Phase 4 – An Interview With the Project Manager (PM)
Your project is now moving closer and closer to getting underway. But, before this happens, it’s important that you have an in depth meeting with the PM of the development team. It is here where you will have a chance to clear up any anxieties that you may still have with regards to communications and processes.
Here are what we think are the 10 most important questions to ask your project manager before a new IT project gets underway:
- How should I communicate my ideas?
- Which communication tools are we using?
- What is the communication flow structure?
- What type of process model will be used?
- How will the workflow be managed?

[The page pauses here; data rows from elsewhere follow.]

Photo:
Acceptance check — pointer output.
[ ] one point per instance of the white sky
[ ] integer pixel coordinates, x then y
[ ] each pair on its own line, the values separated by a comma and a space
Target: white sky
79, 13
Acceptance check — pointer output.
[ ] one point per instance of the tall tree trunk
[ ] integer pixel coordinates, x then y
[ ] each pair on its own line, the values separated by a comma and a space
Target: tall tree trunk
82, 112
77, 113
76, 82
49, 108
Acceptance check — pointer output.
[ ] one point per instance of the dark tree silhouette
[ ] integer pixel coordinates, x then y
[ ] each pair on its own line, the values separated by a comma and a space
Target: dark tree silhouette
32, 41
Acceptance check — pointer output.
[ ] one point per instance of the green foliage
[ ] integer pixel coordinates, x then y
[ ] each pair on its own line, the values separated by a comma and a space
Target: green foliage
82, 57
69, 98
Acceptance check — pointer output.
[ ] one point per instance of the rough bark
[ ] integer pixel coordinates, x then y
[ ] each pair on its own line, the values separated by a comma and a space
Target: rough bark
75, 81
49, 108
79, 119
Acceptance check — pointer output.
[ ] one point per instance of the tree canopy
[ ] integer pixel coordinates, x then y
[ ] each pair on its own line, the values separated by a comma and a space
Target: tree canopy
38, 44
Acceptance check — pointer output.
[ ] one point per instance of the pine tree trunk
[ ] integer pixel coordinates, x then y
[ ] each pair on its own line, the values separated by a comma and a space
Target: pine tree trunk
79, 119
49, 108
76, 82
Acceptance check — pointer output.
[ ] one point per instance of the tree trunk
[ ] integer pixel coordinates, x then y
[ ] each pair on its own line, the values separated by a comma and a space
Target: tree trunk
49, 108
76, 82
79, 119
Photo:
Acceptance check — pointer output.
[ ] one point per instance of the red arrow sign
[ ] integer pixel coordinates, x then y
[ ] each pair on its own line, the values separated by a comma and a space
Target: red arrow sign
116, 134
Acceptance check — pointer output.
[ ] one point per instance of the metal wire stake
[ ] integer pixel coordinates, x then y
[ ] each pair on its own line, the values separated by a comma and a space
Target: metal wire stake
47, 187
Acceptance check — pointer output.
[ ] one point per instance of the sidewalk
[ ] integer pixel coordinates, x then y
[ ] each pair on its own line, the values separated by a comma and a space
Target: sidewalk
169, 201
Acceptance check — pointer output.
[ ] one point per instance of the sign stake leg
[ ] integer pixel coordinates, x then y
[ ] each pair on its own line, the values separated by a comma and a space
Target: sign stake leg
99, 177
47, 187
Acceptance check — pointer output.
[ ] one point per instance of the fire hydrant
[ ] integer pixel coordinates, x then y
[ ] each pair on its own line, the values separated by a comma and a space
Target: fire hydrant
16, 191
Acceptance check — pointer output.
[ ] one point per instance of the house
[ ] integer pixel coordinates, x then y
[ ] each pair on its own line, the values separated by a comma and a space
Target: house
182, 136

How will we be alerted if we are off schedule or unforeseen problems arise?
- Who is responsible for the project?
- Can all of my requirements be met?
- How are project priorities translated into iterations, estimations and processes?
- How will the final product be distributed?
- How can I help and support you throughout the development process?
After taking questions from the client, the PM will then have some questions him/herself, in order to ensure that the client’s requirements are in line to be fulfilled.
These questions will include:
- Does the client have his/her own servers already?
- Does the client have any preferred delivery or deployment tools?
- Does the client have a technical person on his/her side – CTO (chief technical officer) for instance?
Phase 5 - preparing for the kick-off meeting
Before the project starts there’s always a kick-off meeting. But, even before this, there are a few things that the dev team will need to have prepared.
This will include:
- Information on whether the development team will be conducting all of the work, or if they will be sharing some part of the project with another team. If so, then the client may have some concerns about how the workflow between the in-house and remote teams will work, and how any issues surrounding working with remote teams are solved (see 4 Common Concerns About Remote Teams Solved).
- All communication channels to be set up. At Netguru we use a combination of daily updates and calls, and various project management apps and tools.
- A first draft of the app architecture, which will be consulted with the client during the kick-off meeting, or otherwise during the first days of collaboration.
Phase 6 – The kick-off meeting
The final stage before development begins – the kick-off meeting. Here’s what will happen:
- The team will be introduced, and all of their roles outlined – the developer(s), in charge of coding; the QA team, in charge of testing and noting bugs; the project manager, in charge of planning and communication with the client.
- The client will be asked how s/he plans to earn money from the application.
- The first drafts of the app architecture will be discussed and any necessary changes will be made.
- The communication tools will be outlined for all team members and client (see 5 Communication Hacks for Better Business Relationships).
- A staging server will be set up with access to it granted to the client and relevant team members. The client will then be asked if s/he has a production server. If the client doesn’t have one, then the development team should provide one.
It's important for the client to understand that a strong Product Owner role will be needed during the entire process.
Phase 7 – Go!!
Everything should now be in place for work to begin. In the initial stages of collaboration, milestones will need to be set with iterations laid out that all devs are to follow consistently. It will also be in this early stage that everyone will have a clearer idea whether or not they have all the materials and information they require to complete the project. Cuts in the scope and re-estimations will occur. If anything is discovered to be lacking, it can be sorted out now so that everything is ready when the time comes.